The first step toward establishing a connection between protein synthesis and learning seemed to be block memory by interrupting the production of protein. We were fortunate in finding a nonlethal dosage of puromycin that could, it first appeared, thoroughly inhibit brain protein synthesis as well as reliably produce amnesia.
Before the actual connection between protein synthesis and learning could be established, however, we began to have doubts about whether inhibition of protein synthesis was in fact the method by which puromycin produced amnesia. First, other drugs, glutarimides themselves potent protein-synthesis inhibitors either failed to cause amnesia in some situations where it could easily be induced by puromycin or produced an amnesia with a different time course from that of puromycin.
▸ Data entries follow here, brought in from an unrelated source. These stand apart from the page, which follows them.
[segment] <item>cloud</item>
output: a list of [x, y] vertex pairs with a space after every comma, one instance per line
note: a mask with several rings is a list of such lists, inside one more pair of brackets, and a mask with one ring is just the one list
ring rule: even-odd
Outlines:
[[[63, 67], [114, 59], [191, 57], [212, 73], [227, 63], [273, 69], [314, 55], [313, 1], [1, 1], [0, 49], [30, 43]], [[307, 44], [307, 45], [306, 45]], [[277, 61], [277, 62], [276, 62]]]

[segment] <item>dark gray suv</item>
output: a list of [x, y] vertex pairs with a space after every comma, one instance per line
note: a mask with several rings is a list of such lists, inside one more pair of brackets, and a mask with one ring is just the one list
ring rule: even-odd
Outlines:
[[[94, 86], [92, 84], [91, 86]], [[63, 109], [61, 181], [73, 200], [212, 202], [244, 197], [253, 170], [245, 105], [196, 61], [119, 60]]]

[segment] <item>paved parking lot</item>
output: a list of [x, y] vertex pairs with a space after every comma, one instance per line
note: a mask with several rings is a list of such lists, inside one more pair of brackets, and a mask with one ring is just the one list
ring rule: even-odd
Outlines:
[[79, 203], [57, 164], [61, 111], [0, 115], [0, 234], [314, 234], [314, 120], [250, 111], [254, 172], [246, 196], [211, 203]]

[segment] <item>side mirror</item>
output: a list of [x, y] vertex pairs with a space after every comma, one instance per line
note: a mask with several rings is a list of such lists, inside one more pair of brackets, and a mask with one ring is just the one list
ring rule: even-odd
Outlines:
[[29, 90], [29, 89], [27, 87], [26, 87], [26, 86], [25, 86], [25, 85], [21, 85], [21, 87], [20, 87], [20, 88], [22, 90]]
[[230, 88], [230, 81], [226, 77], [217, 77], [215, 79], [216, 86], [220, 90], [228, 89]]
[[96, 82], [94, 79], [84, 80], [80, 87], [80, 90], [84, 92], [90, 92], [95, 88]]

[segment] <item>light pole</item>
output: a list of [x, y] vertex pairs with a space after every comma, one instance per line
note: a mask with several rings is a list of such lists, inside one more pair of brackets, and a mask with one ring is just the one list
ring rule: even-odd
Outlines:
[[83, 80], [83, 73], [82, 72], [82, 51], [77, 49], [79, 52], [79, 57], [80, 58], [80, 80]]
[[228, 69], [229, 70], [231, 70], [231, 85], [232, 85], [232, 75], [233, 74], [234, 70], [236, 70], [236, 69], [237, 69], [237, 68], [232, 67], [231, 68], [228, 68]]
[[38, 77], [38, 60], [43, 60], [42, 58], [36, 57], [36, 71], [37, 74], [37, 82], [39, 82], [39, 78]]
Second, puromycin was found to inhibit protein synthesis by breaking certain amino-acid chains, and the resulting fragments were suspected of being the actual cause of amnesia in some cases. Third, puromycin was reported to cause abnormalities in the brain, including seizures . Thus, not only were decreased protein synthesis and amnesia dissociated, but alternative mechanisms for the amnestic action of puromycin were readily suggested.
So, puromycin turned out to be a disappointment. It came to be regarded as a poor agent for amnesia studies, although, of course, it was poor only in the context of our original paradigm of protein-synthesis inhibition. In our frustration, our initial response was simply to change drugs rather than our conceptual orientation. After many such disappointments, however, it now appears unlikely that we will make a firm connection between protein synthesis and learning merely by pursuing the approaches of the past. Our experience with drugs has shown that all the amnestic agents often interfere with memory in ways that seem unrelated to their inhibition of protein synthesis. More importantly, the notion that the interruption or intensification of protein production in the brain can be related in cause-and-effect fashion to learning now seems simplistic and unproductive. Remove the battery from a car and the car will not go. Drive the car a long distance at high speed and the battery will become more highly charged. Neither of these facts proves that the battery powers the car; only a knowledge of the overall automotive system will reveal its mechanism of the locomotion and the role of the battery within that system.